30 April 2011

From Mr Planner

dont make any plans next saturday im taking you out.

Dear Mr Planner. Thanks for your email. Oh, what a shame, your message arrives 5 minutes too late - I've just made an appointment to have my back, crack and sack waxed. But if you didn't mind meeting a little later, I'd definitely be up for that? Call me... 07814 xxx xxx. Yours, hirsutely

07 April 2011

From Mr Walker

Walking on road i imagine your sexy strut causing drivers to lose their attention....
I like

Dear Mr Walker. Thanks for your email. It's true, my stride is a real traffic stopper. However, that normally tends to happen when my false leg gets caught on the kerb and I accidentally leave the limb lying in the road. Having been run over once or twice, the leg  does now lack the full integrity it once had, so a select few say my gait is sexy. However most see it as slightly shambolic. And drivers in East London see it as a speed bump. Yours, limply

From Mr Astute

u not dark but i am

Dear Mr Astute. Thanks for your email. Yes, you are correct, I am not dark, I am white. I am, in fact, the whitest white person in the whole white world. And yes, you are correct, you are dark, because your family originally hail from Africa. I congratulate you in noticing the fundamental difference in the colour of our skins, and wonder exactly of what relevance this observation is? Unless, of course, this is your round-the-houses way of suggesting we duet together on a charity version of Ebony and Ivory, in which case I shall start my vocal warm ups forthwith. Yours, colourblind

From Mr Sex

hello. do u like sex

Dear Mr Sex. Thanks for your message. No, I prefer table tennis. Sorry. Yours, ping pongingly.

From Mr Footie

Fancy meeting up to watch the football?

Dear Mr Footie. Thanks for your email. No, I do not want to watch the football with you, that is what your mates are for, have you not got any mates? Come back to me with a proposition involving eighties chick flicks, a tub of Haagen-Dazs and four litres of cheap Chardonnay and we're still not on. Yours, most definitely offside.

From Mr Generous

i think i will give you some thing 'interesting'

Dear Mr Generous. Thanks for your email. Something 'interesting' eh? How exciting! Let me guess...a round the world yachting ticket? An annual subscription to Basket-weavers Almanac? Chlamydia? Don't answer that...Yours, disinterestedly

From Mr Family Man

Would you say your family is up for a party or are they quite reserved?

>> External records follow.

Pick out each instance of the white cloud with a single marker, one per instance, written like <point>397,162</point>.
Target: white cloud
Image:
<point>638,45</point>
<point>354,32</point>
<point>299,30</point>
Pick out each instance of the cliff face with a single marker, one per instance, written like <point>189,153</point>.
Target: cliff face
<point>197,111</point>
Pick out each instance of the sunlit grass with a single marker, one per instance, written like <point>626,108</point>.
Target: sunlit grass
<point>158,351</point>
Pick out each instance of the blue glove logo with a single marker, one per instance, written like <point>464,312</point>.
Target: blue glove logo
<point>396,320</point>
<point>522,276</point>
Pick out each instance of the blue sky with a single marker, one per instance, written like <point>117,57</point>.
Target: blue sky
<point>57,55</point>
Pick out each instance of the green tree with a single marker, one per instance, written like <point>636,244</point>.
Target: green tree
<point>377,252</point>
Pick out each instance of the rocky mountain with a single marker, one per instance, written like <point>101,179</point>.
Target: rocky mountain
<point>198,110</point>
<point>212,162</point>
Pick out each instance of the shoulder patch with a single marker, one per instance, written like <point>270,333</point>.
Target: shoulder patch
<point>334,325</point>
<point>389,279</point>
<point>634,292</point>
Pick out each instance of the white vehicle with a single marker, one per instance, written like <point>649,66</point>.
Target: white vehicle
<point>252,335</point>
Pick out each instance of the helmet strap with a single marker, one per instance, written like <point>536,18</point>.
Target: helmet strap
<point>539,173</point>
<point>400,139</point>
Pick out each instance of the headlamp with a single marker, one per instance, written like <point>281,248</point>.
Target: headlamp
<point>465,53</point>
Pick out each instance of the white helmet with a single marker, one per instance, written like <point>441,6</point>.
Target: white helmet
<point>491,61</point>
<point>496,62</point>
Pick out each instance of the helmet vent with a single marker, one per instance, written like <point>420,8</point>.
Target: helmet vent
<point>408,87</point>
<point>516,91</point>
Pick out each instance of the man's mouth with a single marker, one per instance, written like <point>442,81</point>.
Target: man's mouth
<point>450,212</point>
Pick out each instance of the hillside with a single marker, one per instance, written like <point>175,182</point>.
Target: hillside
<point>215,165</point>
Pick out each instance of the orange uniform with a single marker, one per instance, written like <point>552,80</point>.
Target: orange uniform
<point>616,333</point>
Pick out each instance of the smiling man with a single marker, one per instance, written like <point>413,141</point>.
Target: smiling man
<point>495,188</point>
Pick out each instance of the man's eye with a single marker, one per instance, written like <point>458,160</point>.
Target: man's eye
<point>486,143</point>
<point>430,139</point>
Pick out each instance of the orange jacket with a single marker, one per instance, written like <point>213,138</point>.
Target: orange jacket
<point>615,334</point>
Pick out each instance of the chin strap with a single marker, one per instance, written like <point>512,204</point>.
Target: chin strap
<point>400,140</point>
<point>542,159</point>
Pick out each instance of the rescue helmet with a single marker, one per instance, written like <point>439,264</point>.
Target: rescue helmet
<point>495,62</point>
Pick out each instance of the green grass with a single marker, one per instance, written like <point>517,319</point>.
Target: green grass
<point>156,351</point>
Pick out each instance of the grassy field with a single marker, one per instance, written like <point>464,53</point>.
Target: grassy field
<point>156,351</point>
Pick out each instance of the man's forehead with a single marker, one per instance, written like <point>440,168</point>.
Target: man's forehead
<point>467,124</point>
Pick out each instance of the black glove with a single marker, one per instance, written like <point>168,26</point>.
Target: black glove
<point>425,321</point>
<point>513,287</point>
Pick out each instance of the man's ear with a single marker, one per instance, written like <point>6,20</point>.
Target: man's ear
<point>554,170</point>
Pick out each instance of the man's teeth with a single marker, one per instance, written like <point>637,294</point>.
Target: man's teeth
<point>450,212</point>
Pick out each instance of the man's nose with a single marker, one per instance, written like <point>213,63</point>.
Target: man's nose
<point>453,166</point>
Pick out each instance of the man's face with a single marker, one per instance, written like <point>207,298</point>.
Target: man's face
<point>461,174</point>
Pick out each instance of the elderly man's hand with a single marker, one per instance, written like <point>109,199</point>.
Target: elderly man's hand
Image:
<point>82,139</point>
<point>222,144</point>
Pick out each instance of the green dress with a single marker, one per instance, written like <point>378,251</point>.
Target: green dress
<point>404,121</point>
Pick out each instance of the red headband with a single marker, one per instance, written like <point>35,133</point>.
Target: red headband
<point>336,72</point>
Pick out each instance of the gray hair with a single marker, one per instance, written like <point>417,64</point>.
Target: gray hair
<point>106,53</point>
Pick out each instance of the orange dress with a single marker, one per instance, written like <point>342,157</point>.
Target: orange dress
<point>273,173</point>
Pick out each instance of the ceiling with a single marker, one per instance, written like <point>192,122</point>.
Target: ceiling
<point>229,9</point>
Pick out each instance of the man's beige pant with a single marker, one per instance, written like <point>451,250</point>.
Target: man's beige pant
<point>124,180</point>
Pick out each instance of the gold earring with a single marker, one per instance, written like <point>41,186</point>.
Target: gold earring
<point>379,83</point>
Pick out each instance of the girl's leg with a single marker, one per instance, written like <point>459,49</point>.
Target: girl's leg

Dear Mr Family Man. Thanks for your email. You leave my family out of it, none of them would be interested in someone like you. In fact, come to think of it, neither am I, so go and have a stab at your own family before you come sniffing after mine, you great big pervy relative-wrangler you. Yours, unfamiliarly.

PS. Actually come to think of it, my nan's a bit of a goer, perhaps you should give her a try? She's just had her hips done...

From Mr Claus

Get your coat, you've pulled!

Dear Mr Claus. Thanks for your email. Speaking of pulling, shouldn't you be tending to those reindeer or yours rather than chasing after girls a couple of millienia your junior? Yours, unfestively.

From Mr Exhibitionist

there is no way you are without a man!"? if you are ever at a loose end i say you should get your bum out with me for a fab date?

Dear Mr Exhibitionist. Thanks for your email. Get my bum out on a first date? I would do no such a thing, I'm classy, me. Third date, maybe. And if you play your cards right, by the fifth date I might even get my cock out. Yours, exposingly

From Mr Martian

Hello, I'm Manny the Martian. What's your favourite flavour of bowling ball?

Dear Mr Martian. Thanks for your email. My favourite flavour of bowling ball? Hmm...that's a toughie. Depending on my mood, I either like Arkansas or perpendicular, although I have been known to dabble in handlebar moustache once in a while. What about you? Yours, surreally.